LLMEval-Fair: A Large-Scale Longitudinal Study on Robust and Fair Evaluation of Large Language Models

LLMEval-Fair: A Large-Scale Longitudinal Study on Robust and Fair Evaluation of Large Language Models
Notice: This research summary and analysis were automatically generated using AI technology. For absolute accuracy, please refer to the [Original Paper Viewer] below or the Original ArXiv Source.
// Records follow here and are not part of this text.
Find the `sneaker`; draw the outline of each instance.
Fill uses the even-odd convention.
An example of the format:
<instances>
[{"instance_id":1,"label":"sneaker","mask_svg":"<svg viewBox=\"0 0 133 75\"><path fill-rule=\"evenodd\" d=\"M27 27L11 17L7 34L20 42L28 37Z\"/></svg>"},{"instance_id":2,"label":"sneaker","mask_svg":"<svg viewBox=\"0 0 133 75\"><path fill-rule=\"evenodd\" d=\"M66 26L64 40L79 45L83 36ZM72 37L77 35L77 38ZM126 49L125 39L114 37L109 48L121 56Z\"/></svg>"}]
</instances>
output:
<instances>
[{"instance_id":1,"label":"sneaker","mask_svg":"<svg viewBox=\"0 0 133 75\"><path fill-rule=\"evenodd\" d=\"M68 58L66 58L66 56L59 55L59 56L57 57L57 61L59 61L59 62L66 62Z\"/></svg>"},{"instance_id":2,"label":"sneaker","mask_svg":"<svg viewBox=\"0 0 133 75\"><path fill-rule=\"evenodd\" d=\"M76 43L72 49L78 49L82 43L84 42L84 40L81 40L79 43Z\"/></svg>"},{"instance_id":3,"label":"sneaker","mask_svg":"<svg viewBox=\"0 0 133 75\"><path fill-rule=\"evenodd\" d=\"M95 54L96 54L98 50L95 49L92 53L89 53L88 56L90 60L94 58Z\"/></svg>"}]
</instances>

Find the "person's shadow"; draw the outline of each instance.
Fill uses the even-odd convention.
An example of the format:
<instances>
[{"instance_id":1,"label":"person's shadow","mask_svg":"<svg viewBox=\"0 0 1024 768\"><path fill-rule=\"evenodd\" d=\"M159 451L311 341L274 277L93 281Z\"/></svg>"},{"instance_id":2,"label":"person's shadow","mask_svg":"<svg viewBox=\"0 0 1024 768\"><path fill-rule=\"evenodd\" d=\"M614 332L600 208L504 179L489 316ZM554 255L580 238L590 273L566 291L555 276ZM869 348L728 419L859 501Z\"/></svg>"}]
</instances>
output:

Existing evaluation of Large Language Models (LLMs) on static benchmarks is vulnerable to data contamination and leaderboard overfitting, critical issues that obscure true model capabilities. To address this, we introduce LLMEval-Fair, a framework for dynamic evaluation of LLMs. LLMEval-Fair is built on a proprietary bank of 220k graduate-level questions, from which it dynamically samples unseen test sets for each evaluation run. Its automated pipeline ensures integrity via contamination-resistant data curation, a novel anti-cheating architecture, and a calibrated LLM-as-a-judge process achieving 90% agreement with human experts, complemented by a relative ranking system for fair comparison. A 30-month longitudinal study of nearly 60 leading models reveals a performance ceiling on knowledge memorization and exposes data contamination vulnerabilities undetectable by static benchmarks. The framework demonstrates exceptional robustness in ranking stability and consistency, providing strong empirical validation for the dynamic evaluation paradigm. LLMEval-Fair offers a robust and credible methodology for assessing the true capabilities of LLMs beyond leaderboard scores, promoting the development of more trustworthy evaluation standards.


💡 Research Summary

The paper addresses a growing “evaluation crisis” in large language model (LLM) research, where static benchmarks are increasingly vulnerable to data contamination and leaderboard over‑fitting, leading to inflated scores that do not reflect true generalization ability. To remedy this, the authors introduce LLMEval‑Fair, a comprehensive framework for dynamic, contamination‑resistant evaluation. The core of the system is a proprietary bank of over 220 000 graduate‑level exam questions collected from Chinese universities across 13 disciplines. Expert annotators filtered 78 009 high‑quality original items, and an LLM‑driven augmentation pipeline expanded each item into multiple formats (multiple‑choice, fill‑in‑the‑blank, true/false, short answer, etc.), resulting in a diverse, private dataset that is difficult for models to memorize.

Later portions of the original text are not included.